ENCSD is slated to add a preschool program for deaf and hard of hearing children in the fall and Dianne Wright picked Handley’s brain about the new curriculum.
“We need to make sure our program is at its best. We need to make sure every class for every student is meeting their needs,” Handley said. “Think about it like a product you’re selling. If it is cheap, no one is going to buy it, so we have to make sure our product is top-notch, then look at how to expand and address any gaps we have. If 3- to 5-year-olds are falling through the gap, we can address that. If our K-12 program is not strong enough, we’ll focus on that first.”
While Handley is fluent in sign language, it wasn’t until her senior year in college that she changed her career path and learned from a co-worker at Belk.
“She taught me sign language from ‘The Joy of Signing’ and I was totally fascinated by it. I wanted more experience and practice, so I signed up to be a substitute teacher in the school system, but at that time, there were no subs for interpreting,” she said. “With my beginning sign language, I went into a preschool class and they were better at signing than I was.”

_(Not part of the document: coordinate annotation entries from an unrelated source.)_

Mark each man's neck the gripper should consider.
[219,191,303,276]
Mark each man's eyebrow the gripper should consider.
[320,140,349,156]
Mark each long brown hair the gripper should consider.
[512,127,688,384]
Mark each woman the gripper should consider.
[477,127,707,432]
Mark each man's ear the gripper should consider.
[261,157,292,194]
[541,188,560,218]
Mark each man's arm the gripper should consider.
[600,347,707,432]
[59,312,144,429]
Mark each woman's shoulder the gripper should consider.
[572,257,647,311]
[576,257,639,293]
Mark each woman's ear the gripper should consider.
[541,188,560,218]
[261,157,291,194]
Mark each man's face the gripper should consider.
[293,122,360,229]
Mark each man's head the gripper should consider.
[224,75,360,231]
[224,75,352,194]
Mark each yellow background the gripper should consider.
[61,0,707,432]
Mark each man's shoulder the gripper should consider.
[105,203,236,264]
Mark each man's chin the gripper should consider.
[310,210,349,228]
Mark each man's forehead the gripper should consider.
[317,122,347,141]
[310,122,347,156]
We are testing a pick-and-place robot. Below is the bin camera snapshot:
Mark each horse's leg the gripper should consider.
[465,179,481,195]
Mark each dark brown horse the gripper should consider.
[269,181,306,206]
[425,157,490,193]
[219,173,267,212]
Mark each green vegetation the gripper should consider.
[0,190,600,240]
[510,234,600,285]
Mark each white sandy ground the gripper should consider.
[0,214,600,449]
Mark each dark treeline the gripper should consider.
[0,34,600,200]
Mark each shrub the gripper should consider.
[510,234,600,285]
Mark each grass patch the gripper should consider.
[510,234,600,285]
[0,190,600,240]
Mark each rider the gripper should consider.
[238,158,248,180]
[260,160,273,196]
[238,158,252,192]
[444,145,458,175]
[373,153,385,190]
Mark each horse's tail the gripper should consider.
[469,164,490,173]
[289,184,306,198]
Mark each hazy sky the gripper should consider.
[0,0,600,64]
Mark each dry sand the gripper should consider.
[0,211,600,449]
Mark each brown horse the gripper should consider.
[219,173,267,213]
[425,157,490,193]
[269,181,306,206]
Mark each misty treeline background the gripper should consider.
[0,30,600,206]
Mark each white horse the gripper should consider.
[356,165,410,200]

After that experience, she signed up for the interpreter training program and lived with deaf college students in the dorm for the summer. She has since gotten her master’s degree and her doctorate in education. She said she enjoys crafting and art in her free time as well as spending time with her 7-year-old son.
“I really spend most of my time with my son and working,” she said. “I am passionate about my work. I enjoy it and sometimes when I go home, I’ll read articles about work.”
Handley said she feels the school’s career technology education curriculum is essential.
“Technology is our world now and many of our students will be in the technology career field,” she said. “It is good that we have a program to address those needs. If a student wants to go to work or college, we need to do our best to prepare them for whatever path meets their needs.”
More than 30 applications were received for the opportunity to lead the school’s 70 students and more than 100 staff members.
“I feel honored to be selected as the new director for the ENCSD,” Handley said. “I am looking forward to being a part of the ENCSD and Wilson communities, and enhancing the education and services for students who are deaf or hard of hearing in North Carolina.”